Scritto il 13/08/2026
da agi

AGI - Valter Lavitola resta in carcere. Il gip di Roma ha infatti respinto l'istanza del difensore, Sergio Cola, presentata ieri dopo l'interrogatorio di garanzia, durante il quale l'indagato ha ammesso di essere il mandante dell'attentato ai danni di Sigfrido Ranucci avvenuto nello scorso ottobre. Sulla richiesta i pm della Procura di Roma avevano dato parere negativo.

Lavitola, al quale viene contestata l'aggravante del metodo mafioso, si trova nel carcere di Rebibbia da lunedì scorso. 

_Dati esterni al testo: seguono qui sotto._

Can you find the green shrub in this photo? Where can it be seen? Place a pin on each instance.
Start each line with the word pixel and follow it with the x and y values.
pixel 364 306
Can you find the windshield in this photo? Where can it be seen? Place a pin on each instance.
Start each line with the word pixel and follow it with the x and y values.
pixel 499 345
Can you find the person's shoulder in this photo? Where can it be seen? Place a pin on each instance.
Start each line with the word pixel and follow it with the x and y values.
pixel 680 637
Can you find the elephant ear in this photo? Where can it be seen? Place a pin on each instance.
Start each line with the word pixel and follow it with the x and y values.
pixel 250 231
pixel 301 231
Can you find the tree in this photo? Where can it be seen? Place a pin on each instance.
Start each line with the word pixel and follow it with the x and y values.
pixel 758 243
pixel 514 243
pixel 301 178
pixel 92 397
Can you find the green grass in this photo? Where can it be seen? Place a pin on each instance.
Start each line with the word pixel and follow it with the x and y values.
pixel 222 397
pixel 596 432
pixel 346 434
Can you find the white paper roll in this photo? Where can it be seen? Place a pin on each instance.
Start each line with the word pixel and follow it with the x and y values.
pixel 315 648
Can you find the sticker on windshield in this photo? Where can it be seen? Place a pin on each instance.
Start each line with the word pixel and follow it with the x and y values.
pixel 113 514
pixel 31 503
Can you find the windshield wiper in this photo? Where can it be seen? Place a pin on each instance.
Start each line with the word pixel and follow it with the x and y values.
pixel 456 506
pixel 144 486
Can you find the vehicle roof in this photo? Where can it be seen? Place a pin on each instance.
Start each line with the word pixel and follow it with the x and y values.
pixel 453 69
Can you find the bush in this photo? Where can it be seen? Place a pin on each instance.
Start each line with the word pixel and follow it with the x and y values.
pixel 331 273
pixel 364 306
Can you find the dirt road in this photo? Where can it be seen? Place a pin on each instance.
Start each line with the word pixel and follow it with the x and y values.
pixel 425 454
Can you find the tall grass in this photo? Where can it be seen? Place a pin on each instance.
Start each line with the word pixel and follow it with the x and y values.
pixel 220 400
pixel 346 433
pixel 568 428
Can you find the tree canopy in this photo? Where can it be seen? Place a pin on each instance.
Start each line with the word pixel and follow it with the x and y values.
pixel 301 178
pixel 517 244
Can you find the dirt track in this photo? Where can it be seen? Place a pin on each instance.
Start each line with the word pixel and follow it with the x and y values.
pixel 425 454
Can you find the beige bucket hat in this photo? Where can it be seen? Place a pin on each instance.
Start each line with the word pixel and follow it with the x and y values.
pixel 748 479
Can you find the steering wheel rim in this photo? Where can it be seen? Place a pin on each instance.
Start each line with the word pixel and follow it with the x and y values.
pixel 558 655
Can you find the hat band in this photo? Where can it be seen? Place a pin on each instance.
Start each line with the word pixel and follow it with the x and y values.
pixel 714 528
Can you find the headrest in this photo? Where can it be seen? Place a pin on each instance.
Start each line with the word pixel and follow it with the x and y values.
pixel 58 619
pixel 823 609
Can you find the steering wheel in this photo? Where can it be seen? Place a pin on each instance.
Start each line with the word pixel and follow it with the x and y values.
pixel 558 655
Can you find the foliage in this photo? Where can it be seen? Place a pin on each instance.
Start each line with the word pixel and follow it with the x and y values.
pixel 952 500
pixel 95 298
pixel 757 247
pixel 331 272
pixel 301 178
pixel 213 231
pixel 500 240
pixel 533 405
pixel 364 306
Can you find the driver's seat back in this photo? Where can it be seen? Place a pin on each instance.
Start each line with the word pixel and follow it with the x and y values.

Lavitola al gip: chiesi di sparare contro la villetta

Sparare alcuni colpi di pistola dimostrativi contro il muro della villetta di Sigfrido Ranucci: questa l'azione con "diversa modalita'" che Valter Lavitola, come avrebbe raccontato lui stesso al gip nell'interrogatorio di garanzia, avrebbe commissionato per l'attentato avvenuto nello scorso ottobre, di cui ieri ha ammesso di essere il mandante. Lavitola, a quanto si è appreso, una volta saputo che, invece, l'attentato era avvenuto con un ordigno rudimentale, non avrebbe avuto nulla da ridire, ritenendo comunque anche quella una modalità di carattere dimostrativo.